4.5 Potential molecular mechanisms of CUR against osteoporosis
This study summarizes CUR's therapeutic effects in animal osteoporosis models through a meta-analysis and further explores its potential molecular mechanisms. The included literature shows that CUR exerts its anti-osteoporosis effect through multiple signaling pathways.
4.5.1 OPG/RANKL signaling pathway
CUR exerts its anti-osteoporosis effect by upregulating osteoprotegerin (OPG) expression and inhibiting the level of nuclear factor κB receptor activator ligand (RANKL), thereby increasing the OPG/RANKL ratio, reducing osteoclastogenesis and activity, and protecting the structural integrity of bone trabeculae (33).
4.5.2 Wnt/β-catenin signaling pathway
CUR promotes osteoblast differentiation and mineralization by reducing the inhibitory effect of oxidative stress on the Wnt/β-catenin signal, maintaining the dynamic balance of bone formation (31). In addition, CUR can also enhance the proliferation and differentiation of osteoblasts by downregulating the expression of Enhancer of Zeste Homolog 2 (EZH2) and relieving its inhibitory effect on the Wnt/β-catenin pathway (41). This mechanism provides a new molecular target for CUR's anti-osteoporosis effect.

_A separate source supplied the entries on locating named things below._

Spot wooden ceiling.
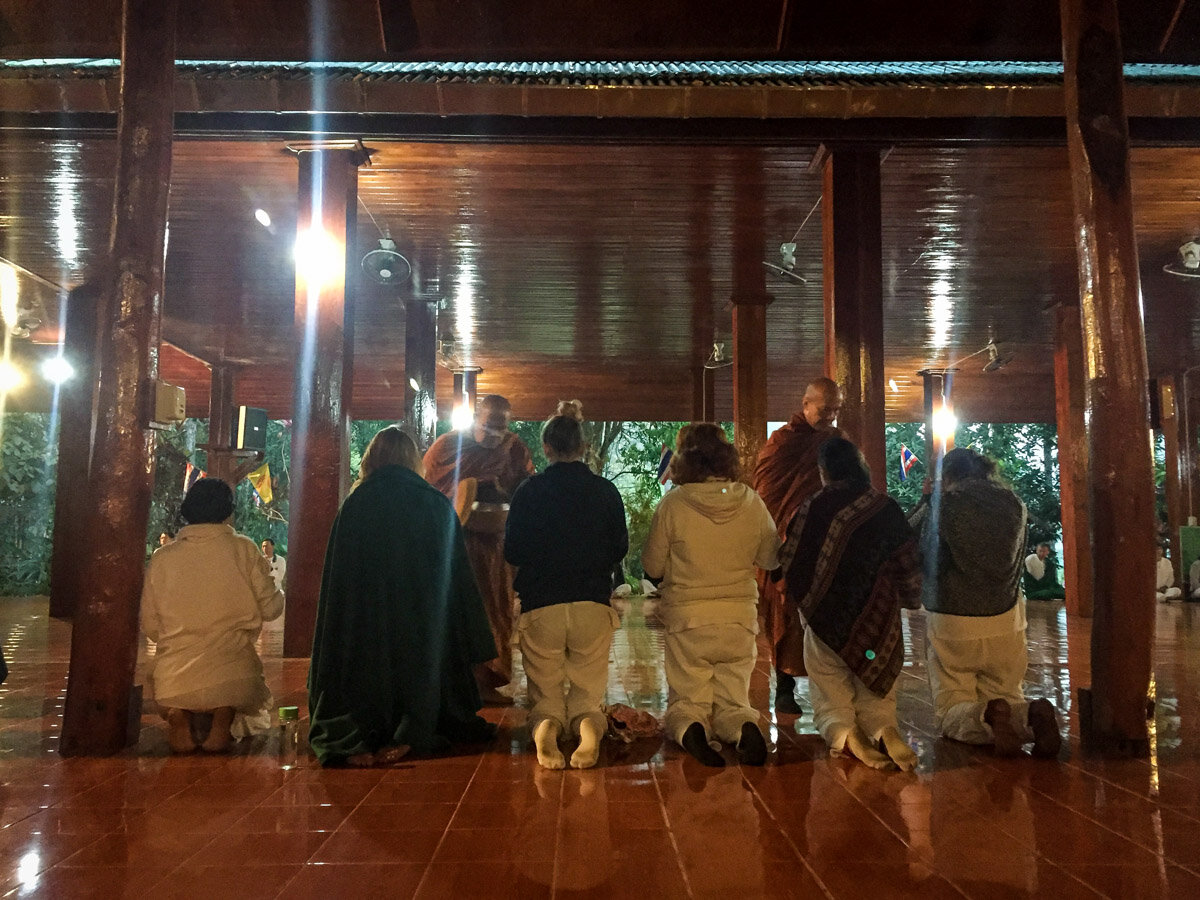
[0,137,1200,421]
[0,0,1200,61]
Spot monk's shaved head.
[800,378,841,430]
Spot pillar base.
[1075,688,1154,760]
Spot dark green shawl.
[780,481,920,697]
[308,466,496,764]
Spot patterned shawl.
[780,482,920,697]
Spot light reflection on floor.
[0,599,1200,899]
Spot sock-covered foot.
[1028,700,1062,760]
[533,719,566,769]
[738,722,767,766]
[167,709,196,754]
[571,719,604,769]
[679,722,725,769]
[983,697,1024,756]
[774,668,804,715]
[200,707,234,754]
[880,725,919,772]
[846,727,893,769]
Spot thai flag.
[655,444,674,485]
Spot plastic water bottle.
[280,707,300,769]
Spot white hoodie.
[642,481,779,634]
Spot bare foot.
[571,719,604,769]
[880,725,920,772]
[167,709,196,754]
[533,719,566,769]
[200,707,234,754]
[983,697,1024,756]
[846,725,893,769]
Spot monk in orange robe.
[425,394,534,700]
[754,378,845,715]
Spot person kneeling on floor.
[140,478,283,752]
[642,422,780,767]
[780,438,920,772]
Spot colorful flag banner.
[900,444,920,481]
[246,462,275,504]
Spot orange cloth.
[425,430,534,686]
[754,413,845,676]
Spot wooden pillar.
[404,299,438,454]
[691,362,716,422]
[821,148,887,491]
[1158,376,1188,580]
[208,362,238,487]
[1060,0,1154,756]
[1054,305,1093,618]
[283,142,365,656]
[50,282,100,618]
[60,0,178,756]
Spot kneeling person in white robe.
[142,478,283,752]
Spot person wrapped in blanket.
[780,437,920,772]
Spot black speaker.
[233,407,266,451]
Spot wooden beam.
[283,146,362,656]
[60,0,178,756]
[1054,304,1094,618]
[1060,0,1156,756]
[821,148,887,491]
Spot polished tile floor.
[0,599,1200,900]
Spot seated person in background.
[142,478,283,752]
[1154,545,1183,604]
[780,437,920,772]
[1021,544,1067,600]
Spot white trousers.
[662,624,758,744]
[517,600,620,736]
[804,628,896,752]
[926,629,1033,744]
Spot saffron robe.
[308,466,496,764]
[425,428,534,686]
[780,481,920,697]
[754,413,845,676]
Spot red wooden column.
[50,282,100,618]
[1060,0,1154,756]
[1158,376,1188,580]
[60,0,176,756]
[821,148,887,491]
[283,142,366,656]
[1054,305,1093,618]
[404,299,438,452]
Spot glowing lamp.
[295,228,346,287]
[0,360,25,394]
[450,403,475,431]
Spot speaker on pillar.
[233,407,266,451]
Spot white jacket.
[142,524,283,710]
[642,481,779,634]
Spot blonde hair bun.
[554,400,583,422]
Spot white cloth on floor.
[662,623,758,744]
[926,613,1033,744]
[804,628,896,752]
[140,524,283,716]
[517,600,620,736]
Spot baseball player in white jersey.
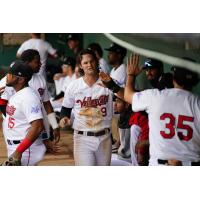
[17,33,57,77]
[1,49,60,151]
[1,61,46,165]
[60,49,113,166]
[125,55,200,165]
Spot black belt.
[77,128,110,137]
[7,140,21,145]
[158,159,200,166]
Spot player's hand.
[127,54,142,76]
[43,139,61,154]
[0,87,5,95]
[53,128,60,144]
[53,73,64,81]
[59,117,71,128]
[99,72,112,83]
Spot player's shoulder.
[17,87,39,101]
[67,77,84,92]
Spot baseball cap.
[171,66,199,87]
[8,60,33,80]
[63,57,76,67]
[105,43,127,56]
[67,33,79,41]
[143,58,163,69]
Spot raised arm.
[124,54,142,104]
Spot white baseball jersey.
[62,74,76,92]
[3,87,43,140]
[99,58,110,74]
[17,38,56,75]
[62,77,112,132]
[54,77,65,95]
[132,88,200,162]
[110,64,126,87]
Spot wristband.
[47,112,58,129]
[16,138,33,154]
[103,79,121,93]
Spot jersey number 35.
[160,113,194,141]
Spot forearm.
[43,101,59,129]
[124,74,135,104]
[60,106,72,119]
[102,79,124,100]
[43,101,54,115]
[14,119,44,156]
[0,99,8,116]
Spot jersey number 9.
[8,117,15,128]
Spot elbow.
[37,120,45,134]
[124,88,133,104]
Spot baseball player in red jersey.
[1,61,46,165]
[125,55,200,166]
[129,112,149,166]
[1,49,60,151]
[60,49,113,165]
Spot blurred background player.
[17,33,57,78]
[87,43,110,74]
[105,43,127,153]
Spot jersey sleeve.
[46,42,56,55]
[132,90,153,112]
[43,83,50,102]
[23,95,43,123]
[17,43,25,55]
[62,84,75,108]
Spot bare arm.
[124,54,142,104]
[12,119,44,160]
[43,101,54,114]
[43,101,60,143]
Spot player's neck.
[13,85,27,92]
[83,74,99,86]
[112,63,122,70]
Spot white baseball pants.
[6,139,46,166]
[74,131,112,166]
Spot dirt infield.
[0,117,118,166]
[0,128,74,166]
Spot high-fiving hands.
[127,54,142,76]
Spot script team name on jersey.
[76,95,109,108]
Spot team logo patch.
[31,106,40,113]
[38,88,44,96]
[136,92,142,99]
[6,105,16,116]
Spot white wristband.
[47,113,58,129]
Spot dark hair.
[63,57,76,71]
[88,43,103,57]
[32,33,41,38]
[171,57,199,90]
[20,49,40,62]
[79,49,98,64]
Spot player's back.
[147,88,200,161]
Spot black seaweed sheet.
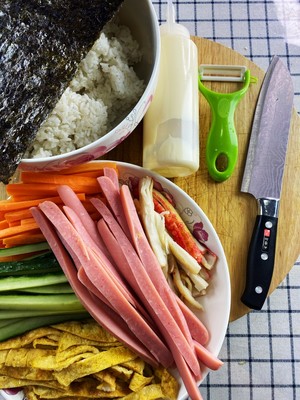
[0,0,123,183]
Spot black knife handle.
[241,215,278,310]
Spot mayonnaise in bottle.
[143,0,199,178]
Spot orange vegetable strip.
[3,231,45,247]
[54,161,118,176]
[8,220,21,226]
[0,222,38,239]
[0,220,9,229]
[21,171,95,186]
[20,217,35,225]
[0,250,45,262]
[0,193,85,215]
[6,184,99,198]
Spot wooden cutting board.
[103,37,300,320]
[0,37,300,320]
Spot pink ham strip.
[120,185,194,348]
[174,294,209,345]
[63,206,137,307]
[171,338,203,400]
[31,207,158,366]
[103,167,120,192]
[57,185,108,256]
[91,198,200,375]
[97,176,130,238]
[39,201,173,367]
[98,219,161,330]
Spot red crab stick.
[31,207,158,366]
[152,189,216,269]
[91,199,200,375]
[39,201,172,367]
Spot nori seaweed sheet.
[0,0,123,183]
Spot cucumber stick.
[0,250,62,277]
[0,293,84,313]
[0,272,68,290]
[20,283,74,294]
[0,310,86,318]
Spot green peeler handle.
[199,71,251,182]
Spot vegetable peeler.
[198,64,256,182]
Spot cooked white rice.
[26,22,144,158]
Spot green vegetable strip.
[0,310,86,323]
[0,242,50,257]
[0,273,68,292]
[0,317,23,329]
[0,293,84,313]
[20,283,74,294]
[0,312,89,341]
[0,251,62,277]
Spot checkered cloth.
[153,0,300,400]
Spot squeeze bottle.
[143,0,199,178]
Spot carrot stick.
[0,193,85,214]
[54,161,118,176]
[21,171,99,186]
[20,217,35,225]
[0,220,9,229]
[0,222,39,239]
[0,250,45,262]
[3,231,45,248]
[6,184,100,198]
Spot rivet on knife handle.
[241,199,279,310]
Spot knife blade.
[241,56,294,310]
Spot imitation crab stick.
[153,189,216,269]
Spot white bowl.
[0,160,231,400]
[115,161,231,400]
[20,0,160,171]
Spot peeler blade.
[199,64,247,82]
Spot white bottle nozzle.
[166,0,176,24]
[161,0,190,37]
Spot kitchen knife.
[241,56,294,310]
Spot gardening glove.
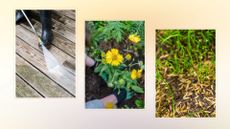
[113,88,127,103]
[40,10,53,47]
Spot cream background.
[0,0,230,129]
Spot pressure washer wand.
[21,9,43,45]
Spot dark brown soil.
[85,67,144,108]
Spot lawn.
[156,30,216,117]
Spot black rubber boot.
[40,10,53,48]
[16,10,25,24]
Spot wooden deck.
[16,10,75,98]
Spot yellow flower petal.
[131,69,143,80]
[125,54,132,60]
[106,48,123,66]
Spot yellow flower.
[131,69,142,80]
[125,54,132,60]
[101,52,105,58]
[105,48,123,66]
[129,34,141,44]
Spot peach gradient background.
[0,0,230,129]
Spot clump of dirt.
[85,67,113,102]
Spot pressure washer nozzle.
[38,38,44,46]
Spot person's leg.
[40,10,53,47]
[15,10,30,24]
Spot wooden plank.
[16,76,42,98]
[16,37,75,95]
[17,20,75,57]
[16,55,72,97]
[16,25,75,68]
[54,10,75,20]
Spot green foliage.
[86,21,145,105]
[88,21,144,47]
[135,99,144,108]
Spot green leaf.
[135,99,144,108]
[131,85,144,93]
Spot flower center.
[112,55,118,60]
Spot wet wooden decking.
[16,10,75,98]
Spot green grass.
[156,30,215,117]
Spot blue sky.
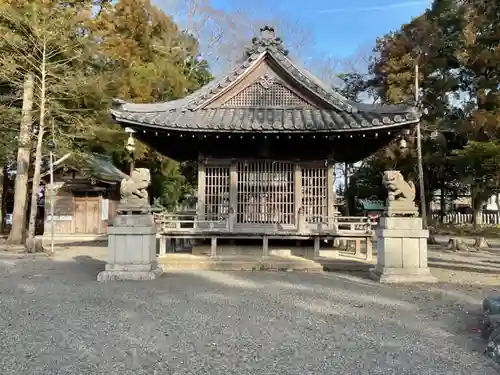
[207,0,431,58]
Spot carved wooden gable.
[210,58,318,108]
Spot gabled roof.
[111,27,420,132]
[37,153,128,185]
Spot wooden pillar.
[195,154,205,225]
[158,234,167,257]
[365,237,373,260]
[354,238,361,257]
[294,163,302,230]
[262,236,269,257]
[228,160,238,232]
[314,236,320,258]
[326,157,335,230]
[210,236,217,257]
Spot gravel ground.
[0,255,498,375]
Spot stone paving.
[0,247,499,375]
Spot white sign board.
[101,199,109,220]
[47,215,73,221]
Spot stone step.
[158,254,323,272]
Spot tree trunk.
[439,184,446,224]
[7,74,34,245]
[472,199,483,229]
[495,192,500,224]
[0,167,9,234]
[0,167,5,235]
[26,48,47,252]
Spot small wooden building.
[41,155,126,237]
[112,27,420,247]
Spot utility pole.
[415,62,427,229]
[125,127,135,176]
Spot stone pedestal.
[370,217,437,284]
[97,214,163,281]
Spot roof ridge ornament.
[246,26,288,57]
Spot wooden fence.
[432,212,500,225]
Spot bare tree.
[159,0,312,73]
[4,74,34,245]
[0,1,92,251]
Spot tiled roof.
[111,27,419,132]
[115,108,418,132]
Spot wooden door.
[74,197,101,234]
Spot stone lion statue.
[120,168,151,207]
[382,171,418,216]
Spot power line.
[316,0,430,14]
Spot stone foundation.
[370,217,437,284]
[97,214,163,281]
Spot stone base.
[370,267,438,284]
[97,267,163,281]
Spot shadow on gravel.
[428,257,500,274]
[54,239,108,248]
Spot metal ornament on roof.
[246,26,288,56]
[259,73,274,89]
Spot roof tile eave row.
[114,109,419,133]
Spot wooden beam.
[228,160,238,232]
[210,236,217,257]
[326,158,335,229]
[196,154,205,220]
[262,236,269,257]
[294,163,302,229]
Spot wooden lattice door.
[236,160,295,225]
[302,163,328,224]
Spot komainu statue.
[382,171,418,216]
[120,168,151,207]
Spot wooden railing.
[154,213,377,235]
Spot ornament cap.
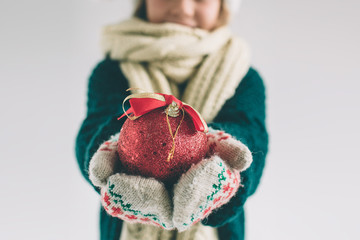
[165,101,179,117]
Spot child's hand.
[101,173,174,230]
[173,129,252,231]
[89,134,173,230]
[89,134,120,188]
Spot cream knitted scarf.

4.5.3 miR-365/MMP-9 regulatory axis
Studies have found that CUR can regulate specific microRNAs by upregulating miR-365 and inhibiting the expression of matrix metalloproteinase-9 (MMP-9), thereby reducing osteoclast activity and bone matrix degradation (33).
4.5.4 NF-κB signaling pathway
CUR is a natural inhibitor of the Nuclear Factor kappa-light-chain-enhancer of activated B cells (NF-κB) signaling pathway (56). It may decrease the expression levels of crucial molecules in the NF-κB signaling pathway, including IκB-α degradation and p65 phosphorylation, thereby inhibiting osteoclast differentiation and activity and alleviating the adverse effects of inflammation and oxidative stress on bone formation (42, 45).
4.5.5 MAPK signaling pathway
CUR plays an important role in the treatment of osteoporosis by regulating Extracellular Signal-Regulated Kinase (ERK), c-Jun N-terminal Kinase (JNK), and p38 in the Mitogen-Activated Protein Kinase (MAPK) signaling pathway. CUR inhibits the activation of RANKL signals, reduces the phosphorylation levels of ERK, JNK, and p38, and thus inhibits the differentiation and activity of osteoclasts (29). In addition, it has been found that CUR activates the ERK pathway by upregulating the expression of p-ERK1/2, a process that is associated with apoptosis. In particular, CUR significantly inhibited Dex-induced osteoblast apoptosis in a glucocorticoid (Dex)-induced osteoporosis model (35).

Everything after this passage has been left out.